Dalam sambutanya Direktur utama Bank Jateng menympaikan, “saya ingat dua tahun yang lalu Gubernur Jateng memberikan arahan kepada kami yaitu bagaimana menciptakan kredit murah tanpa agunan dan langsung bisa diakses oleh para usaha mritra kecil setelah berjalan satu tahun beliau mengarahkan bagaimana ini bisa bergaung, terus kemudian kami berdiskusi dengan Ketua Asbanda, Ketua Asbanda dengan beraninya mendorong untuk menyelenggarakan Indonesia mikro finance forum. Gubernur juga mengarahkan kami untuk bekerja sama dengan SBFIC dan Kebetulan SBFIC sudah bekerja sama dengan Wold Bank dan alhamdulillah acara ini bisa menghadirkan nara sumber dari Wold Bank, oleh karena itu kami merasa bangga karena ini adalah kerjasama yang baik. Saya ucapkan terima kasih kepada pak Wimbo karena tadi menyampaikan akan menyuport penuh kegiatan ini bahkan akan mengambil alih.”

“Kami berharap Bapak Gubernur dan bapak Wimbo Santoso dapat memberikan arahan kepada kami, karena disini juga dihadiri BPR se Jawa Tengah, serta dalam kegiatan ini menghadirkan para akademisi dan praktisi untuk mendiskusikan berbagai topik tentang micro finance yang dikemas dalam acara seminar dan berbagai kegiatan terkait lainnya. Selain itu, dibahas makalah penelitian, monografi, studi kasus, dan wawasan pengalaman mengenai topik dan eksperimen alternatif tentang microfinance. Dan inilah hasil usaha kerja kami, semoga ini dapat bermanfaat untuk Jawa Tengah dan Indonesia pada umumnya,” harap Direktur utama Bank Jateng.

Ketua OJK Wimboh Santoso mengkatakan siap mendorong dan memfasilitasi supaya microfinance itu menjadi hak masyarakat dalam pembiayaan-pembiayaan sektor micro yang kecil. inilah yang nanti lembaga keuangan yang kita desain untuk masuk ke pasar-pasar mikro ini. Jadi ini nanti akan kami lakukan dengan proses yang cepat tanpa agunan, pembiayaan suku bunga yang murah dan bisa diangsur setiap minggu. Ini pasti akan bermanfaat bagi para pedagang mikro seperti tukang bakso dan pedagang mikro lainnya. Jadi Micro finance ini dananya dari dana donasi atau CSR lainya, sehingga suku bunganya sangat murah dan pastinya tidak membebani para pedagang mikro. Dan Peran OJK akan secepatnya merealisasikan program kerja ini,” jelasnya.

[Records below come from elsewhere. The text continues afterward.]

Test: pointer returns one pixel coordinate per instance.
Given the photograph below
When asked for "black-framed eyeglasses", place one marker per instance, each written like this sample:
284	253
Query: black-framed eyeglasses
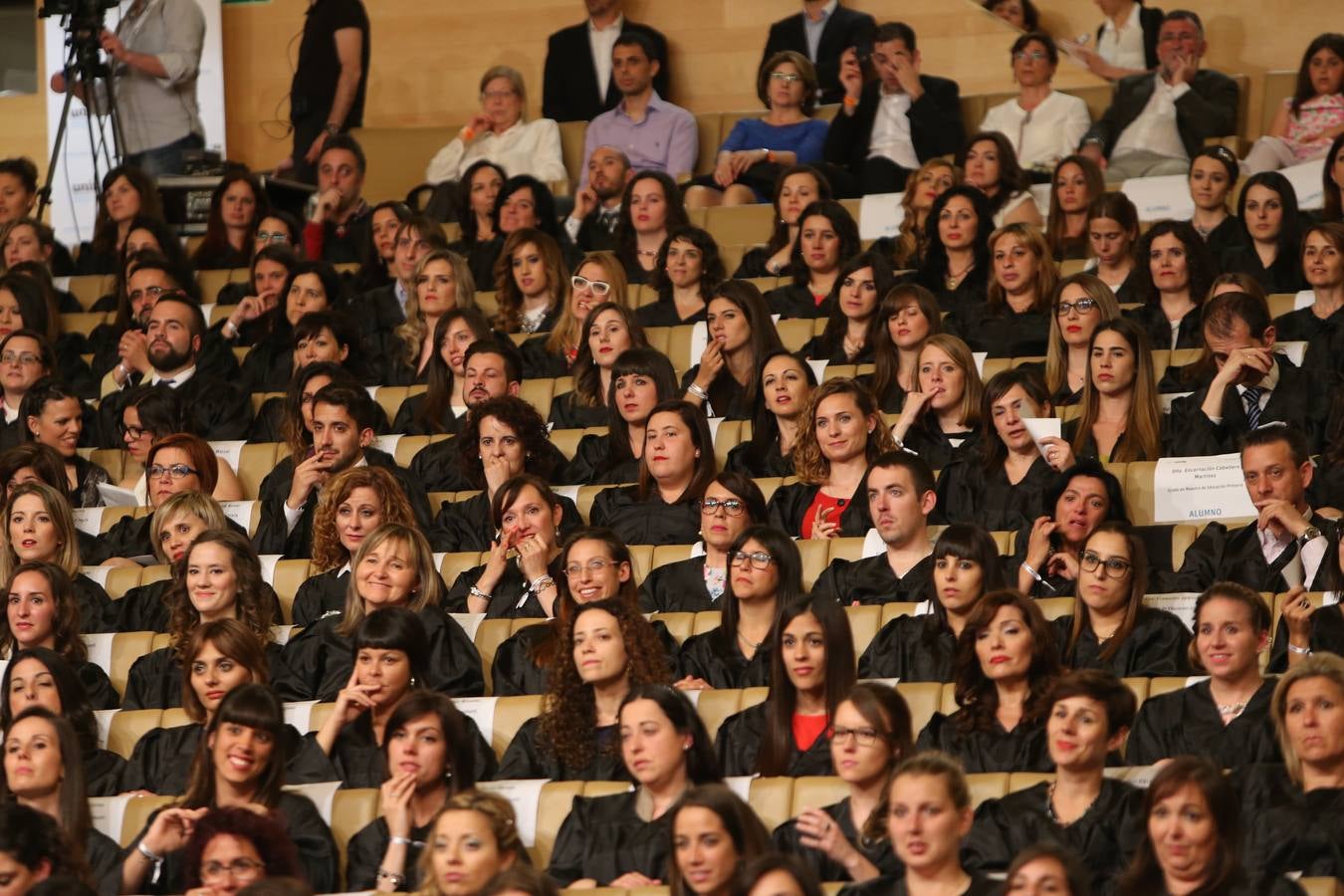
1114	565
173	470
733	507
757	559
1082	307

Sementara itu dalam seminar tersebut Gubernur Jateng Ganjar Pranowo memberikan penjelasan yang intinya bagaimana mengurangi kemiskinan dengan program micro finance. “Dengan adanya seminar ini, saya harap bisa mendorong kemajuan micro finance. Untuk itu peran perbankan memiliki kontribusi penting dalam menyelesaikan permasalahan tentang permodalan masyarakat, ” harap Ganjar.

Saat penandatangan MOU

Diacara itu juga ada pananda tanganan MOU antara Direktur utama Bank Jateng dengan Debuty Pembiayaan Kementerian Koperasi dan UKM Ibu Ir. Yuana Sutyowati.